Topologically associating domains, or TADs, are functional units that organize chromosomes into 3D structures of interacting chromatin. TADs play an important role in regulating gene expression by constraining enhancer-promoter contacts; there is evidence that deletion of TAD boundaries leads to aberrant expression of neighboring genes. While the mechanisms of TAD formation have been well-studied, current knowledge on the extent of TAD conservation across species is inconclusive. Due to the integral role TADs play in gene regulation, their structure and organization is expected to be conserved during evolution. However, more recent research suggests that TAD structures diverge relatively rapidly.

We use Hi-C chromosome conformation capture to measure evolutionary conservation of whole TADs and TAD boundary elements between D. melanogaster and D. triauraria, two early-branching species from the melanogaster species group which diverged ∼28 million years ago.

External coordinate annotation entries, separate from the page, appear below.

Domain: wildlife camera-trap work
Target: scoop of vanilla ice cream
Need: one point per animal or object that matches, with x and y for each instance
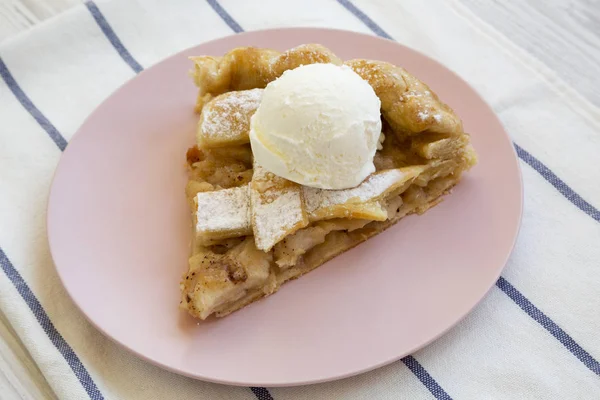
(318, 125)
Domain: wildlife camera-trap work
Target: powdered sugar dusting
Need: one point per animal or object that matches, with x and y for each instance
(223, 210)
(277, 213)
(227, 117)
(371, 189)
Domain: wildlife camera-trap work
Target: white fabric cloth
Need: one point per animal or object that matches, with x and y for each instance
(505, 349)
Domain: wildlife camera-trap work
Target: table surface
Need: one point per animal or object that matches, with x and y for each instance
(561, 34)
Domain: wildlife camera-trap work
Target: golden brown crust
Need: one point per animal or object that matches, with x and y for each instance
(249, 67)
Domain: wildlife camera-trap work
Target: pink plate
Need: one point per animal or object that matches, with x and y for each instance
(119, 231)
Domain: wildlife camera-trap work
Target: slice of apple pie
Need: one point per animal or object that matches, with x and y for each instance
(266, 212)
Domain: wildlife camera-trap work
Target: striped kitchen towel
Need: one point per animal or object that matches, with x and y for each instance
(537, 333)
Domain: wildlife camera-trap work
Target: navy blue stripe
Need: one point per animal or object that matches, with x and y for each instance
(564, 189)
(365, 19)
(225, 16)
(558, 183)
(112, 37)
(31, 108)
(261, 393)
(425, 378)
(549, 325)
(55, 337)
(536, 164)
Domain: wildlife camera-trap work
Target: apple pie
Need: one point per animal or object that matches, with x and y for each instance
(255, 230)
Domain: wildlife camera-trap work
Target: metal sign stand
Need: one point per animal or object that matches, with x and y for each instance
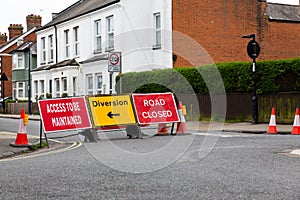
(41, 135)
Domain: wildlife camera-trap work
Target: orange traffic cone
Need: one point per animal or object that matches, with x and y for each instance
(296, 126)
(181, 126)
(272, 125)
(162, 129)
(21, 140)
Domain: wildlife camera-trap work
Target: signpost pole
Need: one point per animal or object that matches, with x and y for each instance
(253, 51)
(114, 65)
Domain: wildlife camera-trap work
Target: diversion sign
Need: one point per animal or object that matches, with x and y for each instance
(64, 114)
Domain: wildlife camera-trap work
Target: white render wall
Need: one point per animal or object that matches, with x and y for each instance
(133, 31)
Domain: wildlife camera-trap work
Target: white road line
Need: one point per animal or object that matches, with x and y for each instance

We found that 75% of TAD boundaries are orthologous while only 25% of TAD domains are conserved and these are enriched for Polycomb-repressed chromatin. Our results show that TADs have been reorganized since the common ancestor of D. melanogaster and D. triauraria, yet the sequence elements that specify TAD boundaries remain highly conserved. We propose that evolutionary divergence in 3D genome organization results from shuffling of conserved boundary elements across chromosomes, breaking old TADs and creating new TAD architectures. This result supports the existence of distinct TAD subtypes: some may be evolutionarily flexible while others remain highly conserved due to their importance in restricting gene-regulatory element interactions.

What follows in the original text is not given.